CaMKII-The "Memory" Molecule
CaMKII is a Mutli-subunit Enzyme Serving Enzymatic and Scaffolding Roles
CaMKII is composed of 12 catalytically active subunits. Using stain and cryo-electron microscopy our lab established the first 3D structure of the CaMKII holoenzyme shown in the pseudo-colored image at the right. The gear shaped association domain (yellow) holds the 12 subunits together leaving the unusual situation of having the catalytic domains (blue) extend outwards from the core in two rings of six subunits above and below the core. The proximity of the catalytic domains facilitates autophosphorylation of the subunits following Ca2+/CaM activation. Autophosphorylation sustains enzyme activity after the activating signal (elevated Ca2+) has returned to resting levels, a property fundamental to a "memory molecule".
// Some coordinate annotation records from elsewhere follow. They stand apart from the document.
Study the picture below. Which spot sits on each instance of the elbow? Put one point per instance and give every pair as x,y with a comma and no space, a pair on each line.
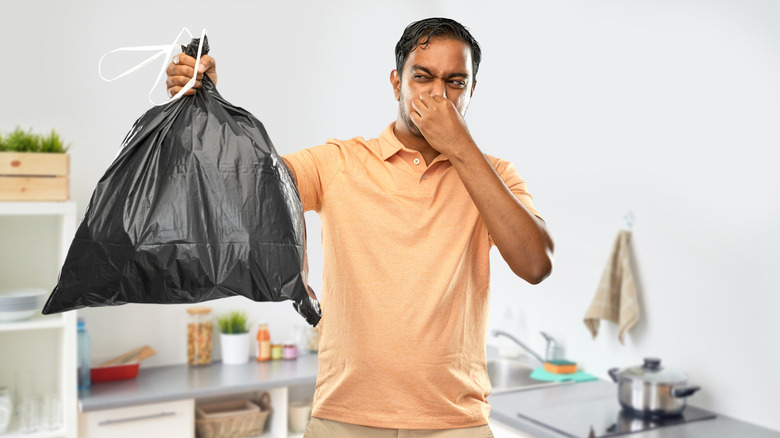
535,271
541,272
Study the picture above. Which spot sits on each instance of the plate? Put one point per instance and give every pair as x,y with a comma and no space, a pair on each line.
114,372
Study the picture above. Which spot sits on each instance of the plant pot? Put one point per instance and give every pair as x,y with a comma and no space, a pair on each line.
33,176
235,348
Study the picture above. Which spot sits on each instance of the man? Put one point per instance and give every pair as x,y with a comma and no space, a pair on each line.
408,220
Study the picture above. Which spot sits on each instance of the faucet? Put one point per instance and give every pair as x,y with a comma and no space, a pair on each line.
518,342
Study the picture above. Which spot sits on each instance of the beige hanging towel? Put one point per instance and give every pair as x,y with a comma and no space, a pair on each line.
616,296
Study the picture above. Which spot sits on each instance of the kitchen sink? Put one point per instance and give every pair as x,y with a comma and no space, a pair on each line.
513,375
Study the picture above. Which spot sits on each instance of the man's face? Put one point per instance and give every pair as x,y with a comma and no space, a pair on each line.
442,68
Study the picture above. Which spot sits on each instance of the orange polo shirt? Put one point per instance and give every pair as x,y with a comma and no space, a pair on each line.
406,274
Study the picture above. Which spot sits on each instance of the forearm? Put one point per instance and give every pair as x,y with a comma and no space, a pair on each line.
520,236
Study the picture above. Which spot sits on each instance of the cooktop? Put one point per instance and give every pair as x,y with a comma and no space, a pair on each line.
603,418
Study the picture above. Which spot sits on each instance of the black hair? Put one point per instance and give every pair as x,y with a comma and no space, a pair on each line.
419,34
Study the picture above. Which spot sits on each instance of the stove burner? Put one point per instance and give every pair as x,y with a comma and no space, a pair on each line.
605,418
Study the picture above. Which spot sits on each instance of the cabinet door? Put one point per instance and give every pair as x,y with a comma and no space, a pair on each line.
169,419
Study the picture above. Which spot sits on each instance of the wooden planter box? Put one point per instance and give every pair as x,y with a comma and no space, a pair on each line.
29,176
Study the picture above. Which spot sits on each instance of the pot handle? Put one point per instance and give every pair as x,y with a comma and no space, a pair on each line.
684,391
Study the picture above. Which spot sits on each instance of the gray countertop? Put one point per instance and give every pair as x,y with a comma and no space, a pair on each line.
505,408
176,382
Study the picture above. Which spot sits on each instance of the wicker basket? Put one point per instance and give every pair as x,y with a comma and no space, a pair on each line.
233,419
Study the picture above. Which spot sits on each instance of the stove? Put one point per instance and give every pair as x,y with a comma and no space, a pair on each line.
604,418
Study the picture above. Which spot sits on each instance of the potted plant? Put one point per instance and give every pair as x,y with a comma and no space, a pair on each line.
33,167
234,337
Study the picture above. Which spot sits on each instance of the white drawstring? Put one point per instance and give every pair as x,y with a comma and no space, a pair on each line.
166,51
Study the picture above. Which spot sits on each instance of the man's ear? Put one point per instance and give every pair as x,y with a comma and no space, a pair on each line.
395,80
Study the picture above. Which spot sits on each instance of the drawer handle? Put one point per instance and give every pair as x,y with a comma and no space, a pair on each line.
139,418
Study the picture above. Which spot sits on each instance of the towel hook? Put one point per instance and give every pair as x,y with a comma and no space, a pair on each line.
629,217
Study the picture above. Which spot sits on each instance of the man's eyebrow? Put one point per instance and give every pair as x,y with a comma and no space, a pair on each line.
427,71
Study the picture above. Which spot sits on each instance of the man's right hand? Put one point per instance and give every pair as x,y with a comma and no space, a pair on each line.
181,69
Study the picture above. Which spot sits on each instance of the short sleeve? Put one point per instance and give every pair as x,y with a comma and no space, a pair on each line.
314,169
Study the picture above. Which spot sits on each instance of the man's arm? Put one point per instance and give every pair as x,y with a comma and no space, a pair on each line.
521,237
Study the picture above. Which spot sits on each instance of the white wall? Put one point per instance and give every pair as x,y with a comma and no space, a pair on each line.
666,109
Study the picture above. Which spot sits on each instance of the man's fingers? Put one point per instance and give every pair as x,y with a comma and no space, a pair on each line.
175,90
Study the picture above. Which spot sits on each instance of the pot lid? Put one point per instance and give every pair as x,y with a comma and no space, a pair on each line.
652,371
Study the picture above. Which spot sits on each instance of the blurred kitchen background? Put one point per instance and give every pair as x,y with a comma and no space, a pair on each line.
666,109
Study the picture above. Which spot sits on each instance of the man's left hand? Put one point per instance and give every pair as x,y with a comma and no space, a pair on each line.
440,123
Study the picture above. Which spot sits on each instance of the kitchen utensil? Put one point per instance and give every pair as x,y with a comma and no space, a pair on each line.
114,372
650,390
20,304
136,355
553,351
560,366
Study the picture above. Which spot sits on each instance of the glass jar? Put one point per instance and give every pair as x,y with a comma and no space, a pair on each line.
289,350
276,351
199,329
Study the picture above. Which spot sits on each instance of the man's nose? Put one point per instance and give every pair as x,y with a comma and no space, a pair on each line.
439,88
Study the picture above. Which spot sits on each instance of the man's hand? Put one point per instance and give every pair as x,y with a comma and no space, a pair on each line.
440,123
181,69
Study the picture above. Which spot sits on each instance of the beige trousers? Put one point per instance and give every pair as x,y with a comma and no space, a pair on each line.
321,428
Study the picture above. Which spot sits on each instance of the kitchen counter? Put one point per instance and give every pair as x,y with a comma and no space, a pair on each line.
177,382
504,409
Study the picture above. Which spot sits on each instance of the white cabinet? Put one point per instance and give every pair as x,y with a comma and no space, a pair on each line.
502,431
38,356
174,419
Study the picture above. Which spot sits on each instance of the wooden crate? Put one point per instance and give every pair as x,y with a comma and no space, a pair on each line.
28,176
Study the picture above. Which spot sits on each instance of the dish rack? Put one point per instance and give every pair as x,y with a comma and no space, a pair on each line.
231,419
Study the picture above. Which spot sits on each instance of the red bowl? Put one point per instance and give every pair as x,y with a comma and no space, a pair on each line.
114,372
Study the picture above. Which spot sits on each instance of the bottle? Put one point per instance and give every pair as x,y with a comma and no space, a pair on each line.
199,329
289,350
263,342
83,355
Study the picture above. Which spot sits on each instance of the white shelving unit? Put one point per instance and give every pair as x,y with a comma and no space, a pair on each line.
42,349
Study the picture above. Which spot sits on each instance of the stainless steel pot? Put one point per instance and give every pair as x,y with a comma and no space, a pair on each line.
650,390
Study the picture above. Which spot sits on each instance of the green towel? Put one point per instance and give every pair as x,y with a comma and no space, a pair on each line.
579,376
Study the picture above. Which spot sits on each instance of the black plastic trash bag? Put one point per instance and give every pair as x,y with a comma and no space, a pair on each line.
197,206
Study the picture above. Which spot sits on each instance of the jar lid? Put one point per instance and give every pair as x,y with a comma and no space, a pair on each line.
652,371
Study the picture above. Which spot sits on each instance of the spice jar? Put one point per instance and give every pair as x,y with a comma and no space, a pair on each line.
289,350
263,342
276,351
199,336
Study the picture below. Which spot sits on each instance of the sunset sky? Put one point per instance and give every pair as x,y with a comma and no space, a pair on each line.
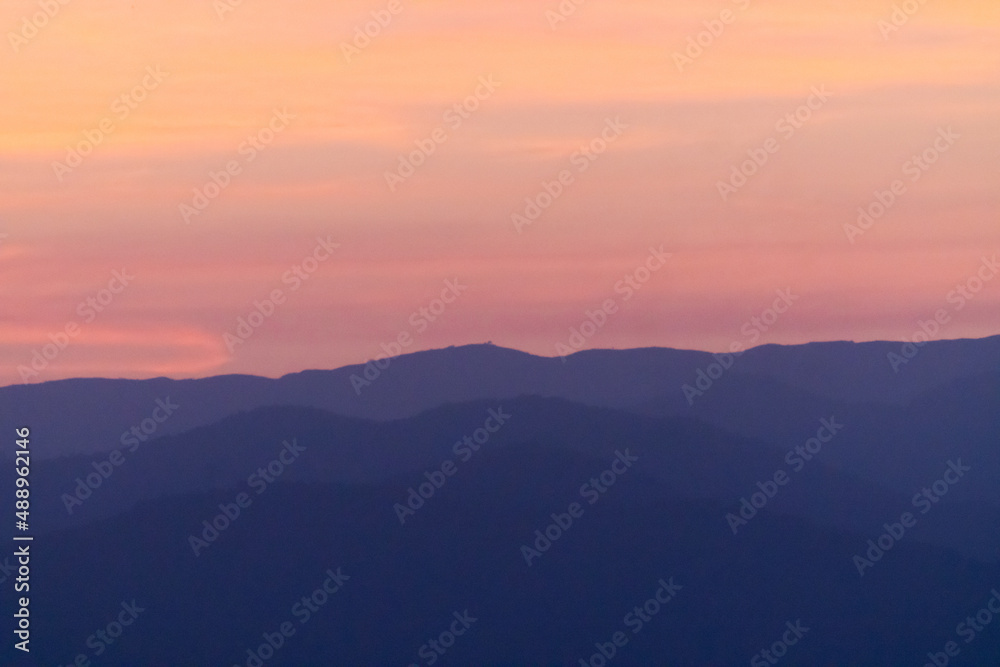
199,79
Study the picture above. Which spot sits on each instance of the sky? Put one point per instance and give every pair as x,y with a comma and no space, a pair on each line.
643,173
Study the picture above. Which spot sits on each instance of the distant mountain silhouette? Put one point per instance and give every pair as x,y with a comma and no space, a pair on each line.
445,490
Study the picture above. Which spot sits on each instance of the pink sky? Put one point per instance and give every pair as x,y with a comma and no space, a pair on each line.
323,175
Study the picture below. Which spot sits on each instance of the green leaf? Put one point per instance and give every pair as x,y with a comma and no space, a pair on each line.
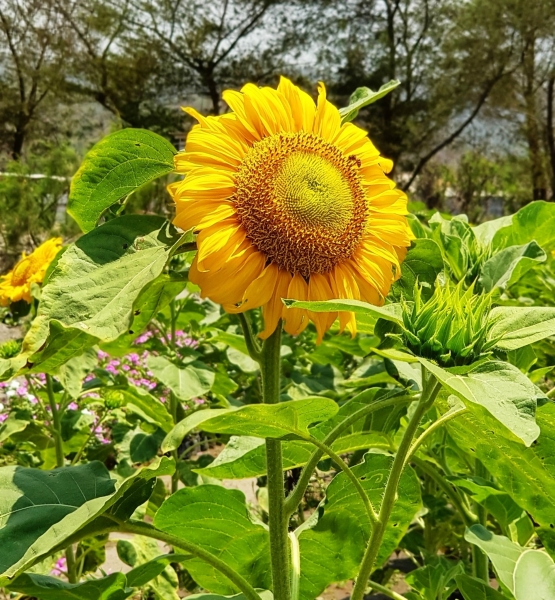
91,292
332,547
59,503
113,587
526,474
536,221
500,388
138,447
72,373
174,438
516,326
32,501
13,424
218,520
152,300
265,595
267,420
114,168
145,572
364,96
476,589
457,240
432,579
245,456
528,574
535,576
486,231
507,266
143,553
423,263
498,502
389,312
148,407
187,382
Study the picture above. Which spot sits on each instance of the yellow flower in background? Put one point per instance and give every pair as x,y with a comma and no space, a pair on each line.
16,285
288,203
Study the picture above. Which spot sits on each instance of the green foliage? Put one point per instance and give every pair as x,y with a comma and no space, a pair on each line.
113,169
364,96
524,572
218,520
452,327
332,546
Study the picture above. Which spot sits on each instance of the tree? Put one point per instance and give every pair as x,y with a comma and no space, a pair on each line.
33,53
215,43
124,73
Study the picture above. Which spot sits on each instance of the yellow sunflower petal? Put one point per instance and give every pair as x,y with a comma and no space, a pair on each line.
296,319
259,291
273,311
289,203
302,105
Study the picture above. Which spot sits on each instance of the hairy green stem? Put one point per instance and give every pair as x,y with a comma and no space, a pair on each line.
433,427
139,528
72,575
468,517
385,591
253,345
56,422
278,520
480,561
175,453
430,390
296,496
79,454
295,566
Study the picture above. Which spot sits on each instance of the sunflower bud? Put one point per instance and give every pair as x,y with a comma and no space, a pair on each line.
451,327
10,349
112,398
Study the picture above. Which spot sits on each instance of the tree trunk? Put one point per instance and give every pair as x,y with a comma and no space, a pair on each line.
550,134
532,128
19,136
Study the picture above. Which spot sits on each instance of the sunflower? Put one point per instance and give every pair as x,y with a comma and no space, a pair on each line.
288,202
16,285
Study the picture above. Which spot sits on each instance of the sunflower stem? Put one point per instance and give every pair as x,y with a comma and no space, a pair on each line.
430,389
270,365
480,561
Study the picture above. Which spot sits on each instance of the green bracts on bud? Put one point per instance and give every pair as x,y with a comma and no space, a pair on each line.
451,327
10,349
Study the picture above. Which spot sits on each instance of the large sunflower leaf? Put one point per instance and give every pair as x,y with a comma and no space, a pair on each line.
536,221
526,474
516,327
257,420
389,312
191,381
500,388
364,96
91,292
476,589
246,457
528,574
218,520
115,167
509,265
332,547
42,509
423,263
113,587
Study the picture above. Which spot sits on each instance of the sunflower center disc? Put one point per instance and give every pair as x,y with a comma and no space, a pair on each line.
301,202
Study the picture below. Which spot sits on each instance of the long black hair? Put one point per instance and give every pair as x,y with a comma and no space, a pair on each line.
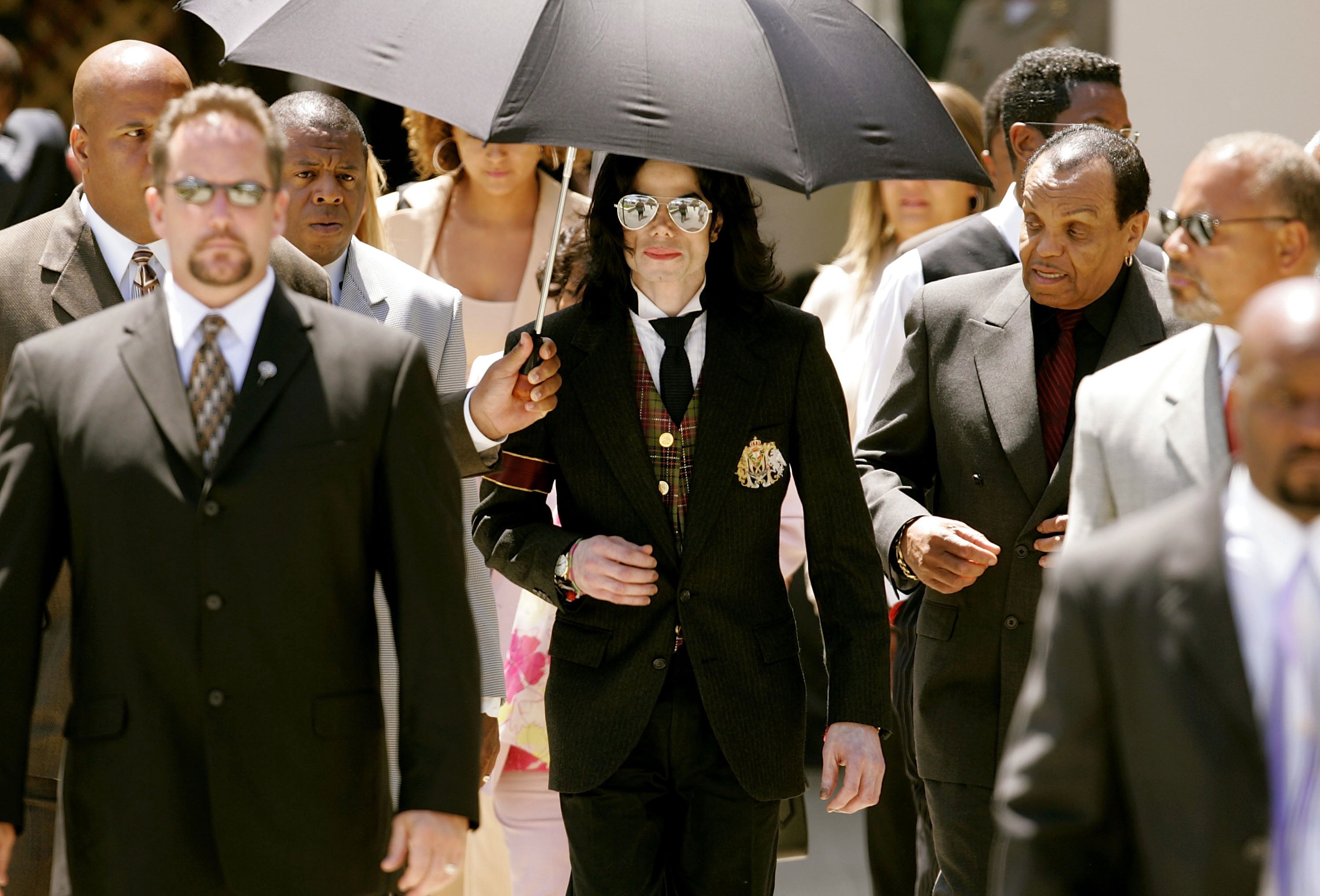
741,263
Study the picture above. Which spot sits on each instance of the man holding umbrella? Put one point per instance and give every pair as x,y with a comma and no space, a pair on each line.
676,708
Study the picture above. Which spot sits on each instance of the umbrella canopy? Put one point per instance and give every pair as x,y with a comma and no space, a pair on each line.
798,93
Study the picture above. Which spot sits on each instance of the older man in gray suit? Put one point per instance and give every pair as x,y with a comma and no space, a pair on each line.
1247,216
95,251
967,464
326,175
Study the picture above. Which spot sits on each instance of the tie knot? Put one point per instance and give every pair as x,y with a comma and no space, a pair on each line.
1068,321
674,330
212,325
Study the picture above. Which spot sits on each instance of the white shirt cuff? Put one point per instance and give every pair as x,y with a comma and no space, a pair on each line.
480,440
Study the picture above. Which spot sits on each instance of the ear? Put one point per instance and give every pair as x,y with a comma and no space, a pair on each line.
1023,143
1294,250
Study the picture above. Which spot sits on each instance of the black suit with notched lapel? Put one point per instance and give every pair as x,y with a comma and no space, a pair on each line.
766,374
1134,763
959,436
226,728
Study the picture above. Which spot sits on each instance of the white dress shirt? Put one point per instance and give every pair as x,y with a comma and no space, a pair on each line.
237,341
336,271
884,330
1264,548
118,251
653,344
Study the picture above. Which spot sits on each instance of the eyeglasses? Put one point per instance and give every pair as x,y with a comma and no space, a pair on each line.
1203,226
1122,132
637,210
198,192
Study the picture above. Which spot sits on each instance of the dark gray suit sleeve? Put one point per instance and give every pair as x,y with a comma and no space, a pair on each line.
844,565
897,457
420,557
1056,800
32,547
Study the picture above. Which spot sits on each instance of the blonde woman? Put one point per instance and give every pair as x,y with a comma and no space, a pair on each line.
480,221
886,214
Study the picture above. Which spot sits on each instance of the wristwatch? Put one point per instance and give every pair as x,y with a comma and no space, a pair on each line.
564,576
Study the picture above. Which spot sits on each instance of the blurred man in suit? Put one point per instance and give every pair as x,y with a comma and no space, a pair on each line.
95,251
967,464
1166,741
1248,214
33,177
229,465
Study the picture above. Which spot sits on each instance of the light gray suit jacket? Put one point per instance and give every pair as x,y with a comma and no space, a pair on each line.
1148,428
379,285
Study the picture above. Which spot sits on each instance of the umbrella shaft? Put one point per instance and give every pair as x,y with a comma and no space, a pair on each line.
555,237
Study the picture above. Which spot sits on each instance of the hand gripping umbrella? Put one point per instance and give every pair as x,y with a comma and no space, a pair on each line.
799,93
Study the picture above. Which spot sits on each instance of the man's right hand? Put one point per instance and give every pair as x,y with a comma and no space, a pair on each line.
946,555
7,837
609,568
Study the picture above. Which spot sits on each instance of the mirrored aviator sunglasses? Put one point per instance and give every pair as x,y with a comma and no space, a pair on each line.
198,192
689,214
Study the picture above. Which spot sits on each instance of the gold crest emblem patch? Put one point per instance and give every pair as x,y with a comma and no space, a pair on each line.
762,465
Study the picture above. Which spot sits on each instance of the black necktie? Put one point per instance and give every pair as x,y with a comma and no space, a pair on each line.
675,370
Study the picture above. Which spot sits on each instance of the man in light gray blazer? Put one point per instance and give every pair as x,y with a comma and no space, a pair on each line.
965,466
1247,216
325,172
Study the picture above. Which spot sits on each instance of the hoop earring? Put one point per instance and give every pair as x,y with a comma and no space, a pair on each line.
435,159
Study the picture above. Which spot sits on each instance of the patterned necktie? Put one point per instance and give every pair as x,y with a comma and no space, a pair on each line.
144,279
210,392
675,369
1054,386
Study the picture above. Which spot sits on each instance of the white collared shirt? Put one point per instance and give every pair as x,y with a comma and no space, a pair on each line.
1264,548
237,341
653,344
118,251
337,271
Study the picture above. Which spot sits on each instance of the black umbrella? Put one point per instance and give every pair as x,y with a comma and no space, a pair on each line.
798,93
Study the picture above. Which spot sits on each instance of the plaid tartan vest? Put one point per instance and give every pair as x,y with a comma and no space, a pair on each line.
671,448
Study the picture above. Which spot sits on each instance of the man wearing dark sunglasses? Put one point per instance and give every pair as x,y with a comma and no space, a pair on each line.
1247,216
CaMKII is Highly Concentrated in Synaptic Spines
CaMKII is one of the most abundant proteins at synapses and serves both enzymatic (phosphorylation) and structural roles. We are defining how CaMKII is activated, how is it recruited to active synapses and which synaptic proteins it interacts with. The figure at left is a hippocampal neuron cultured for 21 days in vitro stained with an antibody to CaMKII (in green) and to synapsin 1 (in red) a presynaptic protein associated with synaptic vesicles. Note the synaptic spines extending from the dendrite enriched for CaMKII, with each spine making contact with a synapsin 1 containing presynaptic terminal.
CaMKII is a Synaptic Scaffolding Protein
The multisubunit nature of CaMKII provides an ideal architecture for a scaffold protein. The geometry of CaMKII provides unique (20 nm) spacing between other interacting proteins. We showed that CaMKII interacts with F-actin (and G-actin) to control the assembly and architecture of the actin cytoskeleton. The image at right shows an electron micrograph of CaMKII and actin assemblies formed on a lipid monolayer to produce well organized 2D superstructures. The enzyme (red circles) is clearly evident bridging actin filaments. The quality of the image is sufficient to see individual actin monomers in their characteristic twisted organization within the filaments.